Press placements that actually move AEO citations

Most fitness brands do not pursue press because they assume the only relevant outlets are local lifestyle magazines that nobody reads. The relevant outlets are different. AI engines weight publications by trust, recency, and topic-specific authority. The publications that move AEO citation rates for fitness brands are Well+Good, Outside, Self, Runner’s World, Shape, Climbing, Yoga Journal, and the wellness verticals at NYT, Vogue, and WSJ. A single feature in any of these publications, with your studio’s name, location, and modality stated in the article body, produces a permanent improvement in your engine citation rate for related queries.

A nutrition consultation in progress with meal plan paperwork and fresh produce, the kind of specific wellness expertise that earns press features and AEO citation lift.

The pitch path is to find the staff writer who has written the most wellness coverage in the past 90 days, send a 4-line pitch with a specific angle that connects your studio to a trend the writer is already covering, and offer real access.

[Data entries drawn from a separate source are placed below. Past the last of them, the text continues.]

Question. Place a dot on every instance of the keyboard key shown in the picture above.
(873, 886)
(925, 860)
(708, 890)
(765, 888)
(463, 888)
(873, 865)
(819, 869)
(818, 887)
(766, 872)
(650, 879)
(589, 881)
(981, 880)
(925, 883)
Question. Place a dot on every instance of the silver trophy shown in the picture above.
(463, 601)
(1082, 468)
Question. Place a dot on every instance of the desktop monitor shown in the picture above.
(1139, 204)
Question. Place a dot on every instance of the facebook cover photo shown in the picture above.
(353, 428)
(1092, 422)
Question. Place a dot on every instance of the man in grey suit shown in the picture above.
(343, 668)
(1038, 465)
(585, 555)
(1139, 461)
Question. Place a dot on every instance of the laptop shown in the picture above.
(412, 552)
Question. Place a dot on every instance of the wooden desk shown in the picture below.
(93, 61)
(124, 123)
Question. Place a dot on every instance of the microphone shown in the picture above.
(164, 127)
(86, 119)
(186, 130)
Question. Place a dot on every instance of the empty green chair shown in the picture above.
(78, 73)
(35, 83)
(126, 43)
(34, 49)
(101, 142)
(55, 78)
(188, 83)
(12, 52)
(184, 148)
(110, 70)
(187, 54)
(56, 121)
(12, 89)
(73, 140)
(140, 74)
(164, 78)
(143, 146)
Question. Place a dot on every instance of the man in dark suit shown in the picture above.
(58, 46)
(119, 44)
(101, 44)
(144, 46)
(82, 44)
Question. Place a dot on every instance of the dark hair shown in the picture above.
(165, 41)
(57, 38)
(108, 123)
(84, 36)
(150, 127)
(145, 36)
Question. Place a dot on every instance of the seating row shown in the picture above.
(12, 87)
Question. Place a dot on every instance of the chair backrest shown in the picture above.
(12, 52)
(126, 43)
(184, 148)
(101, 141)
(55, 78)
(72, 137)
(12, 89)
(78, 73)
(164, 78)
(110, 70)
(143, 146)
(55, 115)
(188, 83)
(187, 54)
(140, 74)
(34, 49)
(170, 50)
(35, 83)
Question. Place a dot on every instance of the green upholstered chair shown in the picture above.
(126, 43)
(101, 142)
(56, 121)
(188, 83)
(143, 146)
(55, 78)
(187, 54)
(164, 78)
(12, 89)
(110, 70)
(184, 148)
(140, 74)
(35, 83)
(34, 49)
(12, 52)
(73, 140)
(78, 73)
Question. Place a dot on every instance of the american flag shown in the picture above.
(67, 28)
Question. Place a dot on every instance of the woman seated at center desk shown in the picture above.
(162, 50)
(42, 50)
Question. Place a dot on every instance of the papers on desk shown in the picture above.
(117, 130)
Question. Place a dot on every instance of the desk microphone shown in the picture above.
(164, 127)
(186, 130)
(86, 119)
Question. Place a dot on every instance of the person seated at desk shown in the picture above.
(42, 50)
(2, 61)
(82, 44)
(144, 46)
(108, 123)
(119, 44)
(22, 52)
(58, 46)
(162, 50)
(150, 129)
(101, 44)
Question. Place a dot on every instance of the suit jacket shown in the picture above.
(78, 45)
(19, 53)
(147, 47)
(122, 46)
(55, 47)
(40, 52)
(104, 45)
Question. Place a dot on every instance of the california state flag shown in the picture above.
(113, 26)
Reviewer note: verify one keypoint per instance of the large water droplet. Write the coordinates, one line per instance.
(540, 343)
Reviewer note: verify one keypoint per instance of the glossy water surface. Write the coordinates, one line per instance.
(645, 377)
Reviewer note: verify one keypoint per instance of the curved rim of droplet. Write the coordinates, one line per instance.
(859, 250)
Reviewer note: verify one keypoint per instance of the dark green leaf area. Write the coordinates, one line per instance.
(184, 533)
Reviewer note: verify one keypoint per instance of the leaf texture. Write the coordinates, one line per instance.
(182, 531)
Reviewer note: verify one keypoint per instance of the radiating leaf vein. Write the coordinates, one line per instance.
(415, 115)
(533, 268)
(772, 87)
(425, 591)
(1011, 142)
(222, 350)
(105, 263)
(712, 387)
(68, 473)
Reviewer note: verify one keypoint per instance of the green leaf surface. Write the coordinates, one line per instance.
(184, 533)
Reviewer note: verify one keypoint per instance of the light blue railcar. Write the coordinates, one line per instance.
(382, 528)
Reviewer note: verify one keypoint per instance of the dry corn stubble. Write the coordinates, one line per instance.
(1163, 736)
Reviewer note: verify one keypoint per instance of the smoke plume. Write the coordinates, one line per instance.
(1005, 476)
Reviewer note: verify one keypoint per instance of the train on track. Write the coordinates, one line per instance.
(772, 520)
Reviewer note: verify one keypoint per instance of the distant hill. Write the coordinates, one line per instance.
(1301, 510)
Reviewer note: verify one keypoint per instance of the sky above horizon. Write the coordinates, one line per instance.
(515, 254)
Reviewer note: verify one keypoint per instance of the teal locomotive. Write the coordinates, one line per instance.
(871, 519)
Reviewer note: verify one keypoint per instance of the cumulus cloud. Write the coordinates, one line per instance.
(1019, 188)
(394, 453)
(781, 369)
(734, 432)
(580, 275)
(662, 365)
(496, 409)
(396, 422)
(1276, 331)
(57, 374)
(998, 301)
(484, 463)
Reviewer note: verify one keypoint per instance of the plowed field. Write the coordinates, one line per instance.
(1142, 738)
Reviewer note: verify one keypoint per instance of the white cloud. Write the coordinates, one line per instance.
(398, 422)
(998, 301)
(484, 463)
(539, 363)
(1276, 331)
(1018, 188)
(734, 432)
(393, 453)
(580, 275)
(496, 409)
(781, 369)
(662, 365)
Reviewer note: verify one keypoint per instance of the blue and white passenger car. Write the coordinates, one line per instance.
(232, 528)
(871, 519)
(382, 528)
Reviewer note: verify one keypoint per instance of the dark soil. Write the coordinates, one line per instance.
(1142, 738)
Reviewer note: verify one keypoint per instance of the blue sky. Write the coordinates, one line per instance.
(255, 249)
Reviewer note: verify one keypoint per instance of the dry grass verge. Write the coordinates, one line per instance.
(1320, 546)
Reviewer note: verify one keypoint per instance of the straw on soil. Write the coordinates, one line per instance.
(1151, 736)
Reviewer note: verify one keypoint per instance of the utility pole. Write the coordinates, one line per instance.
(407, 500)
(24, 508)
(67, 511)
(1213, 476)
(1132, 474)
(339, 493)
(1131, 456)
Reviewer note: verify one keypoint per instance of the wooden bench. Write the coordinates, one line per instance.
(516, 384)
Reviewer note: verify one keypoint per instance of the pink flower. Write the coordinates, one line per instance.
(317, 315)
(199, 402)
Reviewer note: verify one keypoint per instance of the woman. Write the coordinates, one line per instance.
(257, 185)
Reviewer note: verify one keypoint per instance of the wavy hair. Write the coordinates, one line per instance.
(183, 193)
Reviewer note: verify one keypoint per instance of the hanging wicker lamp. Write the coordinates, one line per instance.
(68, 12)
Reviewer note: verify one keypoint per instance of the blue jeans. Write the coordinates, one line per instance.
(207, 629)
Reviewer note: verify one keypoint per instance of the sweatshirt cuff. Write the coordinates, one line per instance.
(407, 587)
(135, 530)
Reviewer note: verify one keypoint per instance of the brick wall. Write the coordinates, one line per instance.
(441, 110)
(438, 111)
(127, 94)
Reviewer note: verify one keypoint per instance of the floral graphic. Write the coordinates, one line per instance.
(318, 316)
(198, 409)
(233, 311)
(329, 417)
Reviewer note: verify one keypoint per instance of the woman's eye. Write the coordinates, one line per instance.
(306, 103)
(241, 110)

The hit rate is much higher than for general lifestyle press because wellness writers are short on subject-matter expert sources and your studio is, by definition, one.

The metric that matters and the metrics that do not

Most fitness operators tracking AEO are measuring the wrong things. Direct traffic from ChatGPT referrals does not show up cleanly in Google Analytics 4 and the numbers you can see understate true volume by a factor of three to five. Brand search volume on Google is a downstream metric that lags AEO performance by 90 to 180 days. Member acquisition cost gives you the right answer eventually but with too much delay to manage against.

The metric that works is direct AEO citation tracking. Once a week, run the same seven queries against the four engines and record which brands are named in the answer. Track your position in each query over time. The metric is binary at first (named or not named) and then becomes ordinal (named first, second, or third) as you become a regular citation. This is the AEO equivalent of a search-ranking report, and it is the leading indicator that predicts member growth 90 to 120 days out. The studios that institutionalize this weekly check are the ones who move from invisible to named within a single quarter. The studios that do not check never know they are losing the question.

The work is not complicated. The work requires consistency. Run the queries. Build the four page types. Tune the review pipeline. Pitch the wellness writers. Re-run the queries quarterly and adjust. By month six, your studio is one of the brands the engine names. By month twelve, your competition is asking how you started showing up everywhere.